Focus: Tribunal allows transferred CRA workers to receive Ontario pension

The Ontario Pension Board has appealed after several provincial public servants were allowed to claim a full pension when their work was transferred to the federal government despite continuing to work in their new jobs at the Canada Revenue Agency.

The employees worked at Ontario’s former revenue ministry in the administration of the province’s Retail Sales Tax Act but moved to the federal department as of March 2012 after the implementation of the Harmonized Sales Tax.

Under the Public Service of Ontario Act, the employees had to be members of the public service pension plan. They argued they should be able to claim their pensions because they were no longer Ontario public servants when they made the move to the federal department.

In a May 7 decision, the Financial Services Tribunal sided with the workers after the superintendent of financial services indicated it would refuse their request to start receiving benefits.

“Those applicants who are eligible for an unreduced pension under the plan as of March 1, 2012, have the right to start receiving that pension, notwithstanding that they may continue to be employees of the CRA,” wrote the three-member tribunal panel.

Murray Gold, managing partner at Koskie Minsky LLP, represented the pension board at the tribunal and says his clients have appealed to the Divisional Court.

“We were surprised,” says Gold. “There were two prior decisions by the tribunal on the issue that supported our case.”

He says the five applicants who won the case have used the transfer to gain an unfair advantage over other plan members.

“People ought not to decide that their employment has been terminated and that they can retire while continuing to work with the new divested employer,” he says. “There are limited exceptions, but generally the rule is you work, then you stop work, and draw a pension.”

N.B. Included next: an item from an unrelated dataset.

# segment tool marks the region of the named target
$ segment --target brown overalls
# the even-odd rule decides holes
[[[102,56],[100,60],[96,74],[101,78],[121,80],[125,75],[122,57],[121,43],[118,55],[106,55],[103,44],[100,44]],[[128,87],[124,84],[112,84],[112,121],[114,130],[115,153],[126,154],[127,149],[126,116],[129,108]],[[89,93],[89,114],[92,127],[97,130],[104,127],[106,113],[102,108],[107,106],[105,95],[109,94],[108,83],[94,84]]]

Kristen Rose, a spokeswoman for the Financial Services Commission of Ontario, said the superintendent supports the board’s appeal.

“The decision of the Financial Services Tribunal was a departure from previous Financial Services Tribunal decisions on the same issue,” Rose said in a statement.

“Our position is that the employment of the applicants is deemed not to be terminated for the purposes of the Pension Benefits Act.

Consequently, they are not entitled to begin receiving pension benefits.”

One of the applicants, Mehdi Ratansi, a former senior manager at the ministry, presented the case at the tribunal on behalf of himself and 27 colleagues. Ratansi was one of six who had qualified for an unreduced pension on the date of the transfer to the federal department (he opted not to accept the job offer but instead started his own business as a tax consultant).

The decision directly affected five applicants who qualified for full pensions and accepted offers from the federal department. The tribunal said a further hearing would be necessary to deal with the remaining 22 applicants.

Ratansi didn’t want to comment on the case and says he and his fellow applicants have yet to decide whether to appoint a lawyer for the appeal since more stringent rules at the Divisional Court prevent him from appearing for anyone but himself.

The case revolved around s. 80 of the Pension Benefits Act. It deals with the sale or assignment of an employer’s business to a new entity. The case also involved a subsection that states that any employees transferred under it are deemed to not have been terminated as a result of the transaction for the purposes of the act.

The employees relied on the section of the public service pension plan governing cessation of membership. They argued that while termination may not have occurred for the purposes of the act, they had been terminated for the purposes of the plan.

Subsection 3(c) of the pension plan allows members to withdraw voluntarily in writing “where that member is not required to be a member of the plan.” Since they were no longer Ontario public servants, they argued, they didn’t have to be members of the plan and could withdraw.

The pension board’s case centred on the act rather than on the plan. It argued that previous tribunal decisions had established s. 80(3) as a statutory bar because all of the employees’ options for receiving pensions relied on the termination of their employment.

But the tribunal ruled its previous decisions “did not consider the possibility that a deemed continuance of employment for purposes of the act might not govern the rights of the employees under their respective plans” and said it must determine the rights of members in a “more contextual manner.”

“We must deal with the plan language as we find it,” the panel wrote.

“If the applicants are no longer mandatory members — and they clearly are not — they are entitled to elect to cease their membership even if their employment status is deemed to continue. We would be persuaded otherwise only if it were necessary to give effect to the statutory purposes of the [Pension Benefits Act]. We have determined that no statutory purpose is frustrated by allowing the applicants to withdraw from the plan.”